El alineamiento de las autoridades de la isla con potencias como Rusia, China, Irán y el régimen de Nicolás Maduro en Venezuela no es meramente retórico o diplomático. En medio de un éxodo migratorio sin precedentes que ha vaciado al país de más de medio millón de sus habitantes en apenas un par de años, el ejecutivo cubano ha cedido terrenos, infraestructuras y soberanía a actores extranjeros a cambio de apoyo logístico, político y financiero. Esta dependencia estratégica convierte a Cuba en un enclave de espionaje y operaciones para potencias hostiles a los intereses estadounidenses, elevando el riesgo geopolítico en un hemisferio que ya experimenta tensiones severas.

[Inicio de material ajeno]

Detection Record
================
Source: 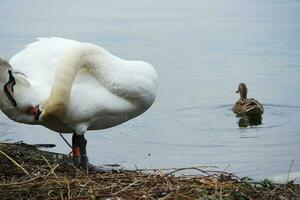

La represión interna en Cuba funciona en paralelo a estas operaciones exteriores. La ciberseguridad, el control de la información y la vigilancia masiva dentro de la isla están a cargo de cuerpos especializados que también tienen vínculos directos con el aparato de inteligencia exterior. La censura, los cortes selectivos de internet, las detenciones arbitrarias y el acoso a periodistas y activistas son parte del mismo sistema que, según el Departamento de Estado, orquesta campañas de desinformación en el exterior. El régimen no distingue entre el control interno para evitar estallidos sociales y la manipulación de narrativas en el extranjero para debilitar a sus adversarios ideológicos.
Implicaciones futuras y respuesta internacional
El respaldo explícito del Congreso, a través de figuras como Carlos Giménez, a las advertencias del Departamento de Estado anticipa un endurecimiento sustancial de la política exterior de Washington hacia La Habana. Las futuras medidas podrían incluir nuevas designaciones de individuos y entidades vinculadas al aparato de inteligencia cubano, así como un escrutinio mucho más riguroso sobre las organizaciones no gubernamentales, grupos de presión y centros académicos que operan dentro de Estados Unidos con presuntos vínculos o financiación proveniente de la isla. La era de la contención pasiva parece haber llegado a su fin.
Para la ciudadanía cubana, este escenario se traduce en una profundización del aislamiento del régimen, lo que podría acelerar la presión sobre un sistema político que ya muestra fisuras insostenibles. Aunque la dictadura intentará utilizar el endurecimiento de Washington como pretexto para intensificar la represión interna y atribuir a un \»enemigo externo\» la culpa del colapso económico, la realidad es que la pérdida de espacios de influencia en EE.UU. mermará sus fuentes de financiamiento, incluidas las remesas condicionadas y el tráfico de combustibles triangulados. La comunidad internacional se enfrenta ahora al reto de reconocer que la crisis cubana no es solo un problema de derechos humanos y emigración masiva, sino una amenaza directa a la seguridad democrática y la estabilidad de toda la región.